On this KirinDave is absolutely correct. Those systems are stable in spite of the language choice; anyone seeking to do similar work today would be professionally negligent to choose C.
I don't love the way the previous comment is written, but it's substantive. This is just drama; it distills the worst possible reading from the parent comment and tries to fix that meaning for the rest of the thread, which is exactly the opposite of what the guidelines ask you to do.
Further: the Redis take on display in that comment is pretty mainstream – very much including the statement about Sanfilippo's obstinacy – among systems developers.
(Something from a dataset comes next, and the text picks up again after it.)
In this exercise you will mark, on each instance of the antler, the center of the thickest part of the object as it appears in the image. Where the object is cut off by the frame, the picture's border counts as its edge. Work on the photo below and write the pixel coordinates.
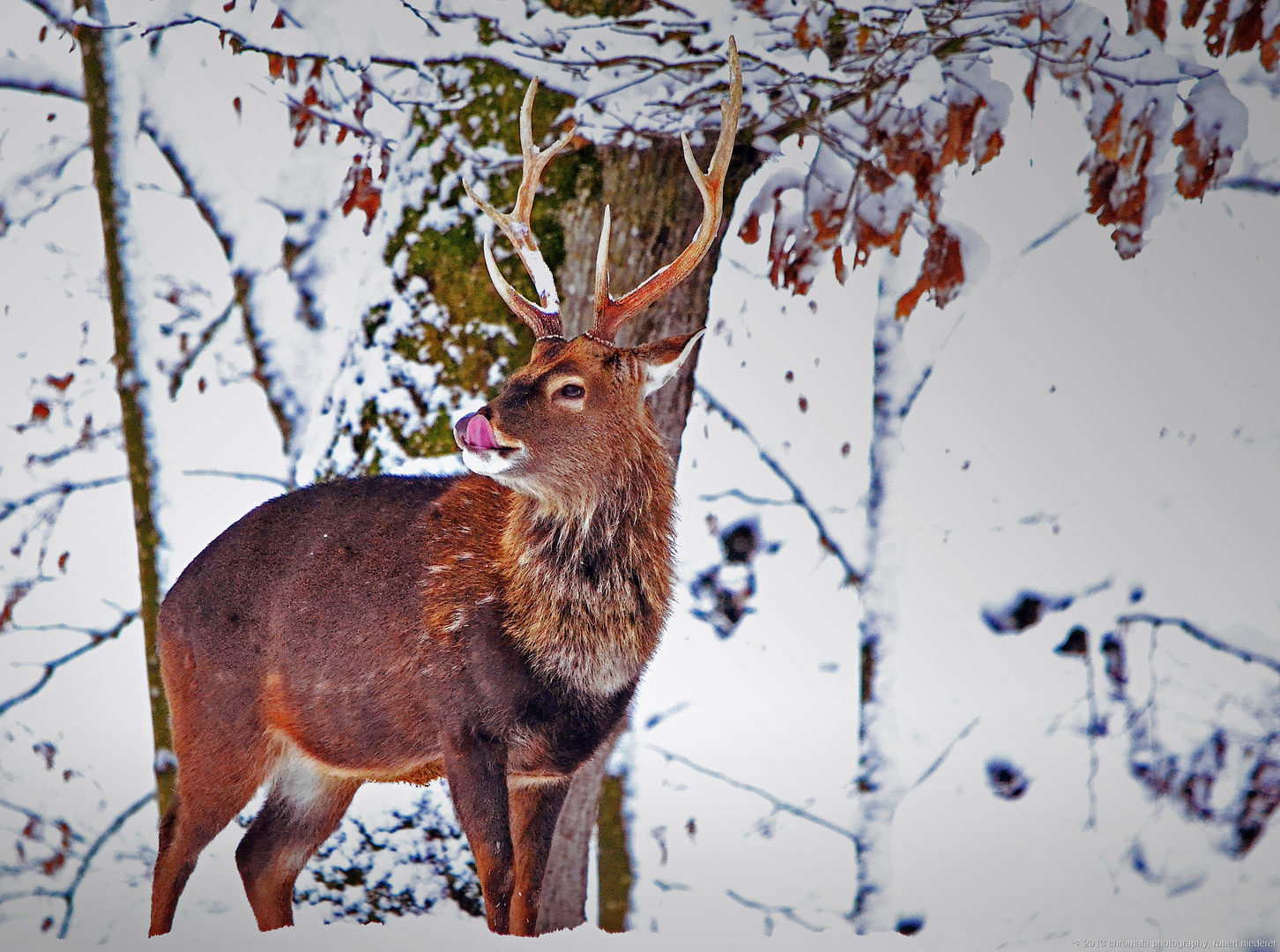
(546, 320)
(612, 314)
Even if you're an advocate for Redis, it's good to at least see the brief its detractors bring against it.
I agree that Sanfilippo can be obstinate. "Redis' creator doesn't deserve our support" is a shitty and vindictive conclusion to come to from that obstinance.
If that's ^^ unsubstantive drama to you, and the thing it's responding to isn't, calibrate your sensors because they're off.
I don't really understand why this is so traumatic to say. There are lots of people doing amazing things. Maybe we can look at projects run by people who don't disregard good technical advice for years out of what they themselves have called pride.
I knew my post would be controversial, but I certainly wasn't expecting that the main complaint leveled is that I'm supposed to ignore he and his community's prior transgressions because remembering them is "vindictive."
You disagree with it. That's fine. But people are allowed to say that things are or aren't worthy of support. Ironically, what they shouldn't do is call them "shitty and vindictive", which that comment didn't do.
Actually the comment is not substantive. Not telling what is the configuration that creates problems, not telling what's wrong about the Redis connection handling, not comparing Redis fork based persistence with the alternative in memory systems have, and so forth, is a exactly the hand waving the OP accuses of doing. Very short not detailed criticisms of systems are actually FUD because in complex systems the devil is in the details.
If it's the only think you criticize about him, then I guess he is worth of support. There is nothing wrong with this terminology unless you can prove otherwise.
Weird, I didn't mention it on the first post. I had 6 specific criticisms, 5 of which were technical.
If anything, this is an example of how the Redis community has actors that pop up trying to distract from direct criticism.
I'm being downvoted and flagged despite my post being substantive, on topic, and in direct response to a question. There are valid reasons not to use Redis.